I believe there are two possible paths to archaeology in the face of significant changes in terms of rights and social struggles in the 21st century. And also in terms of the very issues surrounding science. On the one hand, archaeology can remain closed in its idea that it is the science that studies the past through material culture, preferably ancient. And so she will be exempt from engaging in controversial issues. On the other hand, the archaeology may see material culture as a way of understanding certain aspects of the human being, both past and present. This will lead to an epistemological revolution and will allow archaeology to escape the old concepts. In the same way, it will make archaeologists necessarily involved in the issues of their time, leaving the grid to fight the struggles of the present.
Associate Professor of the Bachelor of Archaeology of the Federal University of Rio Grande FURG, Brazil.
Artur wrote Espaço e Arqueologia nas Missões Jesuíticas: o caso de São João Batista (2000) and O Mergulho no Seculum: exploração, conquista e organização espacial jesuítica na América Espanhola Colonial (2013).
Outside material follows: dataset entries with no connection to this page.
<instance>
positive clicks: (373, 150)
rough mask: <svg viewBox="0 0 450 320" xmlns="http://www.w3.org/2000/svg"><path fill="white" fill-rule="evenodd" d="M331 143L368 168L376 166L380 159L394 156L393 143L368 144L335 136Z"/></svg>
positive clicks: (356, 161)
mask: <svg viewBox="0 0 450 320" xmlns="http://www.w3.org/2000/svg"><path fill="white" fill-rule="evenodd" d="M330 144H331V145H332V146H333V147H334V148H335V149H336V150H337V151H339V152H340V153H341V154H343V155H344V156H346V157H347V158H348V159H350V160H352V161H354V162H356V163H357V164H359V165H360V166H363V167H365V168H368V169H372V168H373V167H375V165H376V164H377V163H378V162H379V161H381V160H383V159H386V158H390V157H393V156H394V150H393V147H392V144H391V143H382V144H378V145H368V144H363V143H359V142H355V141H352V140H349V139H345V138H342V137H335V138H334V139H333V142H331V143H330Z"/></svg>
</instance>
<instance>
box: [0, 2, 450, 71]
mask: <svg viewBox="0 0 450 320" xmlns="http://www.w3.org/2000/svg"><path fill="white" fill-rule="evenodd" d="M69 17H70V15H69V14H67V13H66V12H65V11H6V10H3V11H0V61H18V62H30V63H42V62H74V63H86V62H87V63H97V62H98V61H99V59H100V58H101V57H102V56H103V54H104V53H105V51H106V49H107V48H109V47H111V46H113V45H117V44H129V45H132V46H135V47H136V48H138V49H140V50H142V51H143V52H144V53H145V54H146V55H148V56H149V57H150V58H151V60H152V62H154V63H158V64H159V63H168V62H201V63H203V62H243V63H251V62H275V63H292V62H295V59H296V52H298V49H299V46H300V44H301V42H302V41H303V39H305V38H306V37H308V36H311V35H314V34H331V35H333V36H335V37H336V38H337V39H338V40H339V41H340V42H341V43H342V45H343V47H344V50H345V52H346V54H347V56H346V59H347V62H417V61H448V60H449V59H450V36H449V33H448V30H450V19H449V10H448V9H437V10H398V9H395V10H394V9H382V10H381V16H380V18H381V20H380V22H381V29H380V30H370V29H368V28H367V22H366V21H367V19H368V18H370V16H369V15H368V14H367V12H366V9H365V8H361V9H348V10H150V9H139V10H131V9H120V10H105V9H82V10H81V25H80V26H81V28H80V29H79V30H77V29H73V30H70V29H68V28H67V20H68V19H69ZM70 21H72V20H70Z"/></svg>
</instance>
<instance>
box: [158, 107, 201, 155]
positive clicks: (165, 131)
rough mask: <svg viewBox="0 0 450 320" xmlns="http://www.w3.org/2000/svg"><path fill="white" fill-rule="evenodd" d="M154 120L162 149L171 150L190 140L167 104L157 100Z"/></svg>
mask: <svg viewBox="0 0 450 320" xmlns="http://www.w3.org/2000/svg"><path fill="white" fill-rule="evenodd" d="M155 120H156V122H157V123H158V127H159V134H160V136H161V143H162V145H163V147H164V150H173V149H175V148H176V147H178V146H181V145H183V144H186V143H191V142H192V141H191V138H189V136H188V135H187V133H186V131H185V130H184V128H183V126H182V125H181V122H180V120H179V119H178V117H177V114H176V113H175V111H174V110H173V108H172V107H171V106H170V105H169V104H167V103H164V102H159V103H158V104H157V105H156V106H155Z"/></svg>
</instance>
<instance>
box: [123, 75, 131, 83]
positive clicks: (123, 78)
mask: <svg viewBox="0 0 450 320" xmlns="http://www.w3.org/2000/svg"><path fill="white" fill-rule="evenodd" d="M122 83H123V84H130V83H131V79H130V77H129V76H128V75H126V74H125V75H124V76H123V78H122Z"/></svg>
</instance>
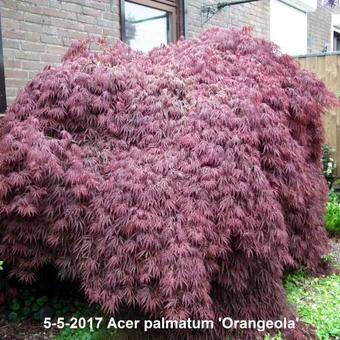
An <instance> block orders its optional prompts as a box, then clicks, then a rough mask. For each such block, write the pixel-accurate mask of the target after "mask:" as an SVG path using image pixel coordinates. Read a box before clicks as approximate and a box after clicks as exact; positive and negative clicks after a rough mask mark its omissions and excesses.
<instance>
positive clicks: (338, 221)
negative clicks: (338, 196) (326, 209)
mask: <svg viewBox="0 0 340 340" xmlns="http://www.w3.org/2000/svg"><path fill="white" fill-rule="evenodd" d="M326 229H327V231H328V232H329V233H330V234H331V235H335V236H336V235H337V236H340V202H339V198H338V195H337V194H335V193H334V192H331V193H330V195H329V202H328V203H327V210H326Z"/></svg>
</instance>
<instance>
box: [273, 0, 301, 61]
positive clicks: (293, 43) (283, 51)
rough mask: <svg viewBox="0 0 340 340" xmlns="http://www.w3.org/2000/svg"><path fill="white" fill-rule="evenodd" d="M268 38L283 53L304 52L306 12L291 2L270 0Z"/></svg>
mask: <svg viewBox="0 0 340 340" xmlns="http://www.w3.org/2000/svg"><path fill="white" fill-rule="evenodd" d="M294 5H295V4H294ZM270 39H271V40H272V41H273V42H274V43H276V44H277V45H279V46H280V48H281V51H282V52H283V53H287V54H291V55H298V54H306V53H307V13H306V12H305V11H304V10H301V9H300V8H297V7H294V6H293V5H292V4H288V3H285V2H282V1H278V0H271V2H270Z"/></svg>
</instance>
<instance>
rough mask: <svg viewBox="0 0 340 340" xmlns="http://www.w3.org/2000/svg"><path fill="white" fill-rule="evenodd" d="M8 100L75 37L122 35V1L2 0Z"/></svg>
mask: <svg viewBox="0 0 340 340" xmlns="http://www.w3.org/2000/svg"><path fill="white" fill-rule="evenodd" d="M0 14H1V24H2V39H3V54H4V67H5V81H6V96H7V103H11V102H12V101H13V99H14V98H15V97H16V95H17V93H18V91H19V89H21V88H22V87H23V86H24V85H25V84H26V83H27V81H28V80H30V79H32V78H33V77H34V75H35V74H36V73H38V72H39V71H41V70H42V68H43V67H44V66H45V65H46V64H54V63H57V62H59V61H60V59H61V56H62V55H63V54H64V52H65V50H66V49H67V47H68V46H69V45H70V43H71V41H72V40H75V39H84V38H86V37H87V36H88V35H89V34H90V35H91V36H106V37H107V38H108V39H109V40H111V41H115V40H117V39H118V38H119V37H120V32H119V10H118V0H70V1H65V0H0Z"/></svg>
He is also the author of many papers and book chapters on these topics. His main research interest is in Latin American History, with an emphasis on the history of the Rio de la Plata region. His other research interests include evangelization in colonial Latin America, Jesuit missions, geohistory, cartography, space, patrimony, historical archaeology, and material culture. Artur is the head of the H.E.C.A.T.E.U’s Lab (American History and Cartography: Space, Territory, and Urbanism), where he leads several projects related to Jesuit cartography.
He is also the manager of the website www.culturamaterial.com.br
Questions from Gísli Pálsson in Iceland.